In the relative mundane context of nuts-and-bolts software design, Joel Spolsky warned against so-called “architecture astronauts” (Spolsky 2001). It seems there is an all-too-literal analogue in the world of distributed systems research. Rather than assuming that the principal role of all replicated data stores is to gradually lock tentacles around the Eerth – or indeed, around an interplanetary area, as the text anticipates – why should it not also be to provide a better version of a handwritten ledger? Although explorers will always be driven to reach for the stars simply because they are there, human-scale problems on terra firma continue to lack adequate solutions.
Finally, we come to programming. The paper’s big idea about programming is mergeable data structures, although it is – justifiably, in this context – light on detail, so left me agnostic about the value they provide. No doubt such a design can yield considerable benefits for various large applications, but some some obvious technical gaps remain apparently unplugged regarding how to resolve inconsistencies. Values originating from divergent realities cannot in general be merged in isolation, and the suggestion that the “most recent” value should prevail is clearly naive. A coarser-grained multi-operation view appears essential, in order to retain sensible application-level semantics. Again, application requirements matter, and again, the maligned database community’s longstanding solution, in terms of transactions over a single image, is an inherently programmer-friendly one. It is also user-friendly, and the lack of distinction between users and programmers is also a hidden strength of traditional database designs. This attention to human needs first, with abstract scalability second, is refreshing in hindsight, and is becoming increasingly rare. Another of the arguable successes of the traditional database management server is in how its users are immediately connected to the system; its designers do not have the luxury of an abstraction gap between themselves and the application. Databases are programming systems, users and all.
Perhaps I am missing the point. The intention of the paper’s section entitled “databases as an optimisation” is to think of a single global system as the inescapable reality, whether we currently connect it all with computers or not. At this scale, clearly a single system image is indeed infeasible. Is this really the logical end point of all software? If interplanetary scale is possible, is small scale dead? These are questions which this work half-asks, and my response, in short, is to ask them fully.
Keynes, J.M. (1923). A Tract on Monetary Reform. Macmillan.
McSherry, F., Isard, M., & Murray, D. (2015). Scalability! But at what COST? In Proceedings of the Fifteenth Workshop on Hot Topics in Operating Systems. Usenix Association.

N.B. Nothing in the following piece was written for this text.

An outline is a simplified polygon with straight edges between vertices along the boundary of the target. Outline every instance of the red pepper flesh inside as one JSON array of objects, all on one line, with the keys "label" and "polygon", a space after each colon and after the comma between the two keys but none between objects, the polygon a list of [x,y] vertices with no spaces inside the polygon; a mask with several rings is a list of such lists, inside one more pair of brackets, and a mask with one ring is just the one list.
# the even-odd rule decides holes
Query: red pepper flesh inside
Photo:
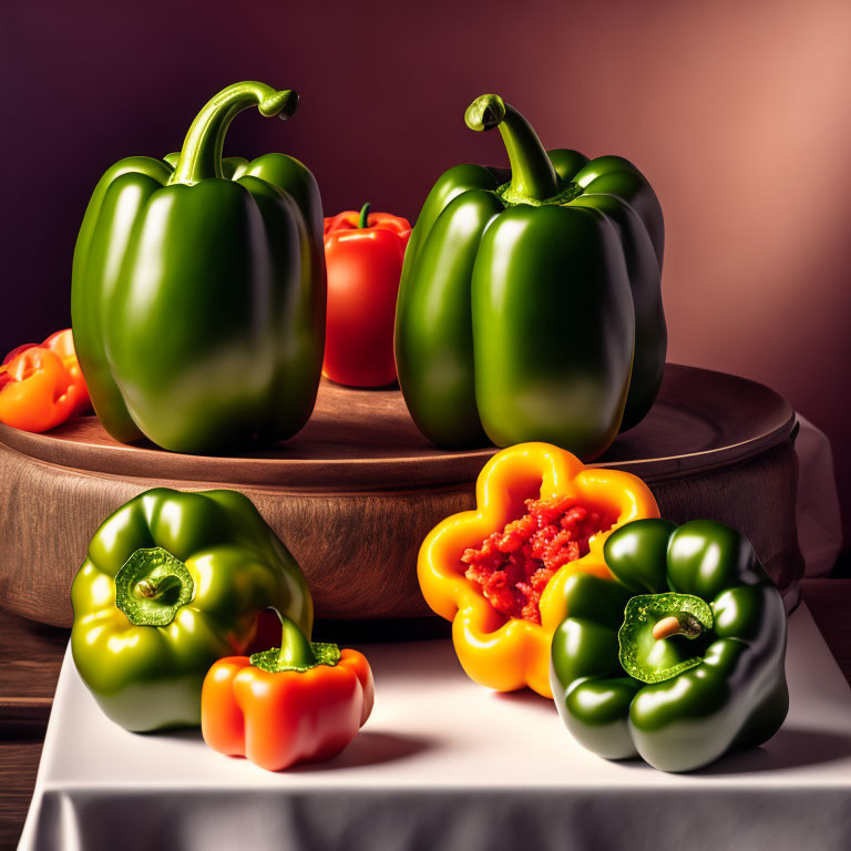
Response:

Ousterhout, J. (1995). Why Threads Are A Bad Idea (for most purposes). Presentation given at the 1996 Usenix Annual Technical Conference, January 1996.
Spolsky, J. (2001). Don’t Let Architecture Astronauts Scare You. Available at https://www.joelonsoftware.com/2001/04/21/dont-let-architecture-astronauts-scare-you/, as retrieved on 2017/11/6.
von Behren, R., Condit, J., & Brewer, E. (2003). Why events are a bad idea (for high-concurrency servers). In Proceedings of the Ninth Workshop on Hot Topics in Operating Systems. Usenix Association.